Background: A retrospective, case-control chart review was performed to examine the relationship between the age of onset of idiopathic RBD and secondary associations.
Methods: Forty-eight idiopathic RBD patients were divided into early-onset and late-onset groups, compared to each other, and to their respective non-RBD controls.

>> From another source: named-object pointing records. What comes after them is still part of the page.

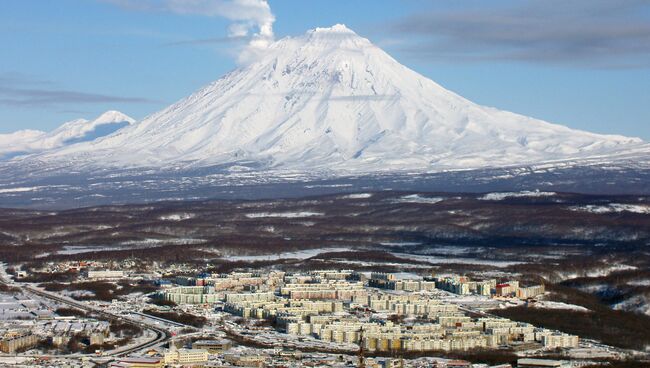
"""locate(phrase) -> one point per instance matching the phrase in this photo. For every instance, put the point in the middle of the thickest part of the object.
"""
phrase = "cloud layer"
(252, 19)
(19, 90)
(600, 33)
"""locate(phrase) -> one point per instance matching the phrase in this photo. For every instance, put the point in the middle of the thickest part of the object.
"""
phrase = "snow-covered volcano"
(331, 100)
(25, 142)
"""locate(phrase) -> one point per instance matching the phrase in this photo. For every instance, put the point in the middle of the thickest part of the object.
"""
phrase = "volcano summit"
(330, 103)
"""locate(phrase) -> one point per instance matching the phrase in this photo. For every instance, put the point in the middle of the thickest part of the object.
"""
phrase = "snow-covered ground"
(546, 304)
(638, 303)
(444, 260)
(332, 100)
(177, 216)
(416, 198)
(613, 208)
(301, 254)
(499, 196)
(284, 214)
(357, 196)
(75, 131)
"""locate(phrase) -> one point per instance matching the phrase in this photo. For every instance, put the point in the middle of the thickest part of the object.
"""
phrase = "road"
(161, 334)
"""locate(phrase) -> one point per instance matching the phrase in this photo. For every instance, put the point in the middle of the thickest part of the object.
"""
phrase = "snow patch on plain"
(499, 196)
(301, 254)
(177, 217)
(612, 208)
(357, 196)
(416, 198)
(283, 214)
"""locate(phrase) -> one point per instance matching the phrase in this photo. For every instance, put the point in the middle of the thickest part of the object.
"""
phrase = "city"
(276, 318)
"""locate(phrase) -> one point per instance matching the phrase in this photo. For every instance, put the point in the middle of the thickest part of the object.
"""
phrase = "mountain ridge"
(330, 100)
(25, 142)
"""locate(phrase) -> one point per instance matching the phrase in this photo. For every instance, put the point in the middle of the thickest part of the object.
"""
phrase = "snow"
(415, 198)
(545, 304)
(284, 214)
(499, 196)
(357, 196)
(331, 100)
(613, 208)
(32, 141)
(637, 303)
(458, 260)
(177, 217)
(301, 254)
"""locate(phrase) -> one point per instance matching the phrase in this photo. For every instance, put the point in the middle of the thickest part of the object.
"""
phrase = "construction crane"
(360, 356)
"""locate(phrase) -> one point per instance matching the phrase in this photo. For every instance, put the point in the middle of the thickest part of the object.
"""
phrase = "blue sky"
(583, 63)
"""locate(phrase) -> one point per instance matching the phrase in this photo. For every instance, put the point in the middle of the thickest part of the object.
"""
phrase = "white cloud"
(251, 18)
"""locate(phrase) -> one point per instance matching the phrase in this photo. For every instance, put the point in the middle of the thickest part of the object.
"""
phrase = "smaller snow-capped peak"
(331, 100)
(75, 131)
(114, 116)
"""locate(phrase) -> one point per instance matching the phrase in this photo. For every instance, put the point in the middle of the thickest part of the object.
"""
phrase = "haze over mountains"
(80, 130)
(331, 99)
(322, 105)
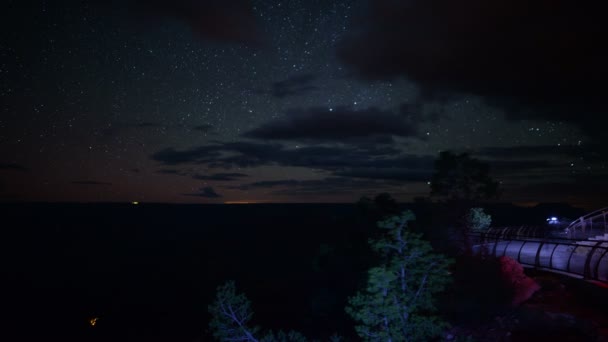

Results: There were more females in the early-onset group as compared to their older counterparts (45% vs. 11%, p=0.007). Early-onset patients also had significantly more past and present psychiatric diagnoses [85% (both categories) vs. 46% and 36%, respectively, p<0.01 for both comparisons] and antidepressant use (80% vs. 46%, p=0.02) than the late-onset group. In comparison to non-RBD controls, early-onset patients again exhibited more psychiatric diagnoses (odds ratio=17.0 [3.5-83.4], equivalent for past and present diagnoses) and antidepressant use (odds ratio=12.0 [2.7-53.3]). Late-onset patients also had a higher frequency of past (odds ratio=7.2 [1.8-29.6]) and present (odds ratio=4.6 [1.1-19.3]) psychiatric diagnoses as compared to their non-RBD controls, but did not demonstrate a statistically significant difference in antidepressant use. There were otherwise no significant intergroup or intragroup differences with respect to the other assessed variables.
Conclusions: Although causality cannot be inferred, numerous implications can be entertained, particularly in the early-onset group, including direct or indirect correlations with medication use and/or psychopathology and the development of RBD. The relatively high number of females in the early-onset group suggests a unique clinical profile for a condition typically characterized as male-predominant.